Steely Dan Takes on Life in ‘2vN’

By John Soeder
Cleveland Plain Dealer

Donald Fagen doesn’t consider himself a dirty old man. But he plays one — several, actually — on Two Against Nature, Steely Dan’s first new album in two decades.

“There’s a certain amount of denial in older men who say they’re not attracted to younger girls or to women other than their life partners,” Fagen says, speaking by phone from a New York rehearsal studio.

As the keyboard-playing, lead-singing half of Steely Dan, the jazz-rock outfit he fronts with bassist-guitarist Walter Becker, Fagen gives voice to a series of barely legal infatuations in new songs like “Almost Gothic,” “Janie Runaway” and “Cousin Dupree,” a catchy number about an incestuous crush.

“It’s not necessarily that you have to act on it,” says Fagen, who is married to songwriter Libby Titus. “But beauty, to me, is beauty. I love hanging around with girls. I love having background singers in the band. It’s fun, you know?
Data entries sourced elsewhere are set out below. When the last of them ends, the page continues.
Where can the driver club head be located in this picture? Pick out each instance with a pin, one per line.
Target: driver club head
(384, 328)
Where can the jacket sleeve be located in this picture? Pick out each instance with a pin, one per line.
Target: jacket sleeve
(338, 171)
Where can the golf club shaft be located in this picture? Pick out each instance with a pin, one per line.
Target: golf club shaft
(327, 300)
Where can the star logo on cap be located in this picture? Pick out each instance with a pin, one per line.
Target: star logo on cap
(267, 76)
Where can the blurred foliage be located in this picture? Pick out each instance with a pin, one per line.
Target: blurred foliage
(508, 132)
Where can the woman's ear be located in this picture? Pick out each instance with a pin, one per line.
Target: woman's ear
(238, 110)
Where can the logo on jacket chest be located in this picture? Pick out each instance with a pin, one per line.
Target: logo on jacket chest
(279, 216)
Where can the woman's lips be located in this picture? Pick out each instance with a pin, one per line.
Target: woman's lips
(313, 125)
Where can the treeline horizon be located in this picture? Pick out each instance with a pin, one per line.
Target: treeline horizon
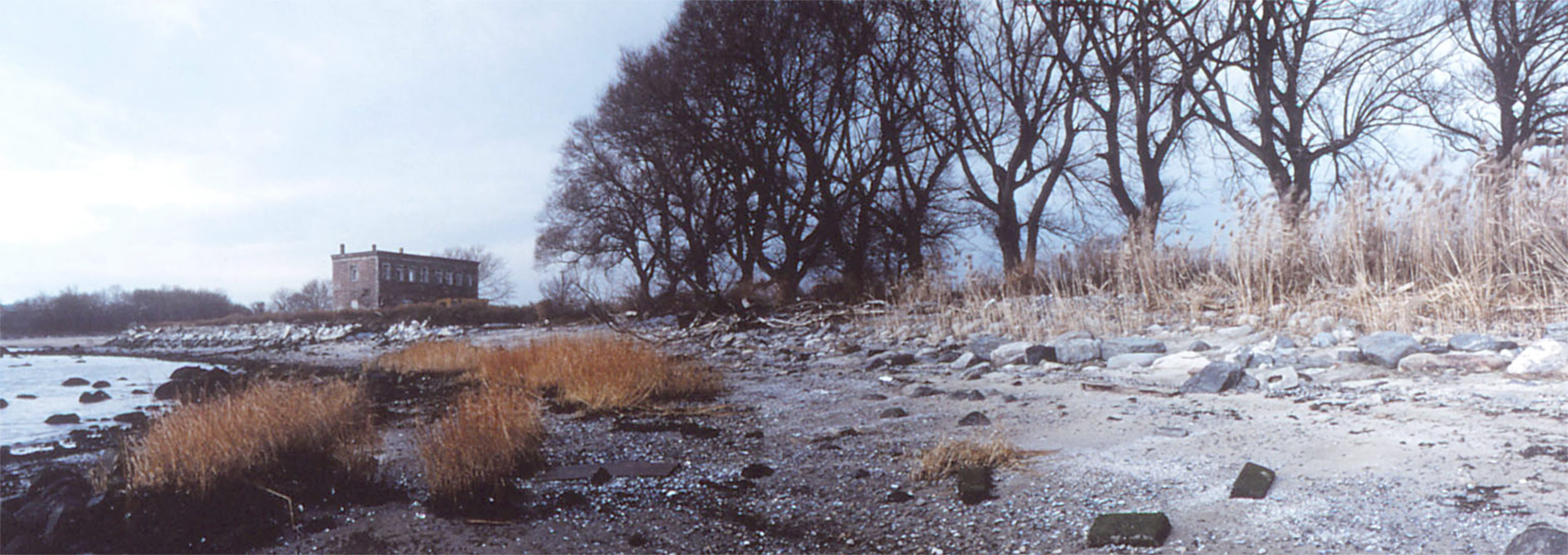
(783, 145)
(112, 309)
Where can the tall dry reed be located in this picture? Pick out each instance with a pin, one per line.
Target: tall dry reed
(200, 448)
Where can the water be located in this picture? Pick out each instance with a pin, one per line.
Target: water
(22, 422)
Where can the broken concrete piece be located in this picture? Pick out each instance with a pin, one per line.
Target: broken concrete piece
(1253, 482)
(636, 469)
(1214, 378)
(1129, 529)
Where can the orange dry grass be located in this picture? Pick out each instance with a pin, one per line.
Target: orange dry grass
(488, 435)
(600, 371)
(433, 356)
(198, 448)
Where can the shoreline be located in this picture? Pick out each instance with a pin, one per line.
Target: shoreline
(1368, 459)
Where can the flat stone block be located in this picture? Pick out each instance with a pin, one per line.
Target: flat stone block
(1129, 529)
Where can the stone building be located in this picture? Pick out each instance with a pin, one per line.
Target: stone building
(374, 280)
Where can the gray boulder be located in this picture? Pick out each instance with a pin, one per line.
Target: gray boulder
(1123, 345)
(1075, 350)
(1543, 358)
(1020, 354)
(1214, 378)
(1539, 540)
(1385, 349)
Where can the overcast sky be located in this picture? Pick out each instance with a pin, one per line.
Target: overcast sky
(234, 145)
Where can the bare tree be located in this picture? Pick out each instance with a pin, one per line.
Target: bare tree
(314, 295)
(495, 280)
(1142, 60)
(1521, 81)
(1010, 85)
(1304, 82)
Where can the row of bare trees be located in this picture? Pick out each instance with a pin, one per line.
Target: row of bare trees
(793, 143)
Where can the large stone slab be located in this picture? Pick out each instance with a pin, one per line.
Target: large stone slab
(1385, 349)
(1123, 345)
(1214, 378)
(1542, 360)
(1075, 350)
(1129, 529)
(1020, 354)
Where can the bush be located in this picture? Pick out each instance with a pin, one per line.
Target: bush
(487, 438)
(201, 448)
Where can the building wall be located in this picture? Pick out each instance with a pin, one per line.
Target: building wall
(396, 278)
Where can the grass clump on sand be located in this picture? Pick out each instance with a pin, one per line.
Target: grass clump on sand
(433, 356)
(200, 448)
(951, 455)
(487, 438)
(598, 371)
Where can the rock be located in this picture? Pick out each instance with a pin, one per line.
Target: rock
(756, 471)
(1543, 358)
(193, 385)
(1462, 363)
(963, 361)
(52, 515)
(1540, 538)
(1129, 529)
(1253, 482)
(1385, 349)
(1351, 355)
(1123, 345)
(1133, 360)
(966, 396)
(1075, 350)
(893, 413)
(69, 418)
(1020, 354)
(974, 485)
(1280, 378)
(137, 419)
(1214, 378)
(974, 419)
(93, 397)
(1558, 330)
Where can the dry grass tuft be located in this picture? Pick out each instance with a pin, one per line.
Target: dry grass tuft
(951, 455)
(433, 356)
(487, 438)
(596, 371)
(200, 448)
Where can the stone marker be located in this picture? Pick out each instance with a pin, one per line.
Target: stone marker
(1214, 378)
(1539, 540)
(1129, 529)
(974, 485)
(974, 419)
(1385, 349)
(1252, 483)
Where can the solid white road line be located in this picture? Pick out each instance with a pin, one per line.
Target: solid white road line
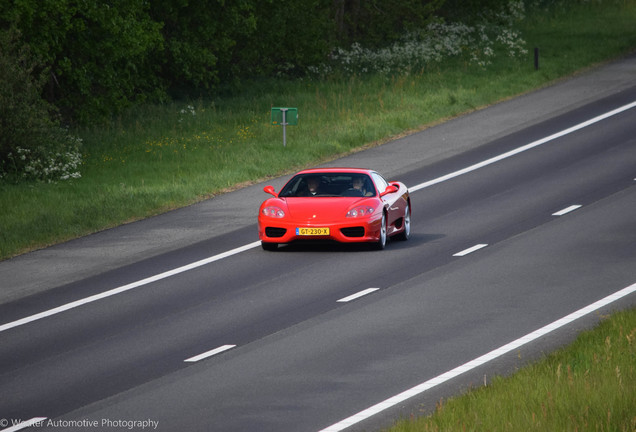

It keeps you young.”

Lusty themes are nothing new for Steely Dan, named after a sex toy in the William Burroughs novel Naked Lunch. The band’s last Top 10 hit, “Hey Nineteen,” concerned an aging hipster smitten with a girl who was too young to appreciate “‘Retha Franklin.”

Fagen, 52, says he and Becker, 50, are “huge fans” of Vladimir Nabokov, author of the ultimate May-December romance novel, “Lolita.” Fagen majored in English literature at Bard College, where he met Becker in 1967. They wrote a tune for Barbra Streisand, backed Jay and the Americans on tour and worked other odd musical jobs before the release of Steely Dan’s debut album, Can’t Buy a Thrill, in 1972.

“Nabokov treats a lot of the same themes – the connection between love and death, youth and decay,” says Fagen. “It’s a way to express a certain sadness about life in a very strong way.”

Steely Dan’s songs aren’t strictly autobiographical, according to Fagen. “They’re more journalistic,” he says. “They combine personal experiences with observed material and some stuff we just make up, the same way a short-story writer gets material from different sources.”

The collaborative chemistry between him and Becker hasn’t changed much since the ’70s, when they employed a rotating cast of session musicians to craft swinging, impossibly smooth-sounding albums such as Katy Lied and Aja. The respective songwriting contributions of the band’s main men are “pretty even,” Fagen says.

“Walter and I have the same sense of humor, we’re both from the New York area and we were both jazz fans at a very young age, like 10 or 11.” Fagen says. “We have very similar tastes. We also came to like blues and soul music as they became more available to us.”

Following the release of the 1980 album Gaucho, Fagen and Becker each pursued solo projects, although they stayed in touch and continued to write and record together. A couple of well-received Steely Dan reunion tours in the ’90s led to the recording of Two Against Nature.

“As a real band without any new material, we were starting to feel a little fictitious,” Fagen says. “Since we both had ideas, we said, ‘Hey, let’s see if we can get together and come up with a Steely Dan album.’ I can tell that having some new things to play has energized the band.”

Fagen and Becker will be joined by nine other musicians and three backing singers when Steely Dan performs Wednesday at Blossom Music Center. The group toured early in its career, before Fagen and Becker abandoned the road to develop the best studio tans in the music business.

“In the early ’70s, we had this band that was kind of on and off, depending on the alcohol content of the various bloodstreams involved,” says Fagen. “Since the ’90s, we’ve been able to play with the musicians we love. … Frankly, we’re not that interested in reproducing the albums. We just play whatever we come up with, really.”

Fagen says he and Becker have “a bunch of songs in various stages of completion” that they hope to turn their attention to in the fall, most likely sparing Steely Dan fans another 20-year wait between albums.

How long it will take the group to land a spot in the Rock and Roll Hall of Fame is anybody’s guess. Steely Dan has appeared twice on the ballot of nominees, although the band failed to get enough votes for induction in 1999 or the previous year.

“If you want to know the truth, it’s of tremendous indifference to me,” Fagen says. “I used to go to the yearly ceremony at the Waldorf-Astoria in New York. It was really fun because you never knew what was going to happen.

“When they started televising it a couple of years ago, it lost all the spontaneity. … It used to be a very strange affair because it was set up like a normal awards ceremony, but all the participants were psychotic. So it was quite funny.”